No hay sensación tan angustiante como perder la paz. Cuando un evento nos trauma es como si nos quitarán el apego a los lugares conocidos. Cada sombra es un agresor, cada pequeño ruido - la moto que pasa muy cerca, la llave que gotea, el golpe de las ramas en la ventana o los crujidos misteriosos de las casa viejas- son un indicio de peligro.
La soledad que tanto apreciamos los introvertidos, ahora sí da miedo. Temes estar solo porque ya no te sientes solo. Ahora hay algo al acecho porque el detonante del trauma, volverá a atacante si no estás atento. Entonces te pones a la defensiva, en un intento interno por protegerte esta vez, y revisas constantemente detrás de las puertas y ventanas; adquiere un arma quizás; cámaras y alarmas hasta sentir que cumples los requerimientos de la lógica.
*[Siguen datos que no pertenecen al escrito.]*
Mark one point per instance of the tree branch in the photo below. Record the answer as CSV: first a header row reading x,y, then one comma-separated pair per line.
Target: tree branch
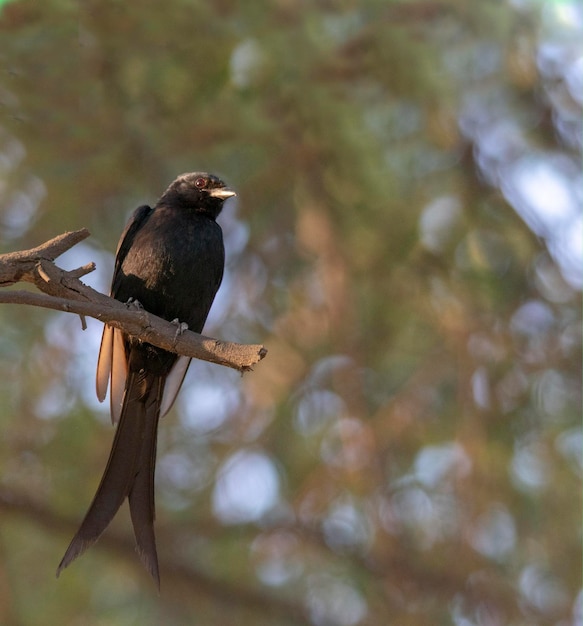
x,y
63,291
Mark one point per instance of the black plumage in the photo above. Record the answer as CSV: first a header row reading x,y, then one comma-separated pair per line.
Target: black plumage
x,y
171,260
No obstante, la aparente seguridad no funciona dentro de la mente y no tienes paz. Te despiertas en las noches cuando logras dormir. Porque otrora estudias el techo y las cortinas hasta la madrugada, pensando si la luz del pasillo te hace sentir más o menos tranquila. Así como te envuelves bajo las sábanas, como cuando eras chiquilla; esperando que te hiciera invisible y nada pudiera hacerte daño.
Regresar al lugar del evento te da taquicardia. Y solo pensar en el mismo, te pone tenso. Ya si lograste dormir (a punta de pastillas) y no has vuelto a despertar, sufrirás de pesadillas. Pesadillas donde tus miedos sí se cumplen y tus mecanismos de defensa no funcionan.
Sientes pánico al siguiente día y tus penas aumentan. Ya no es solo el recuerdo del trauma o volver a transitar los lugares del evento; le tienes miedo a dormir -para evitar enfrentarte con tus sueños-. Es entonces cuando se pierde la paz.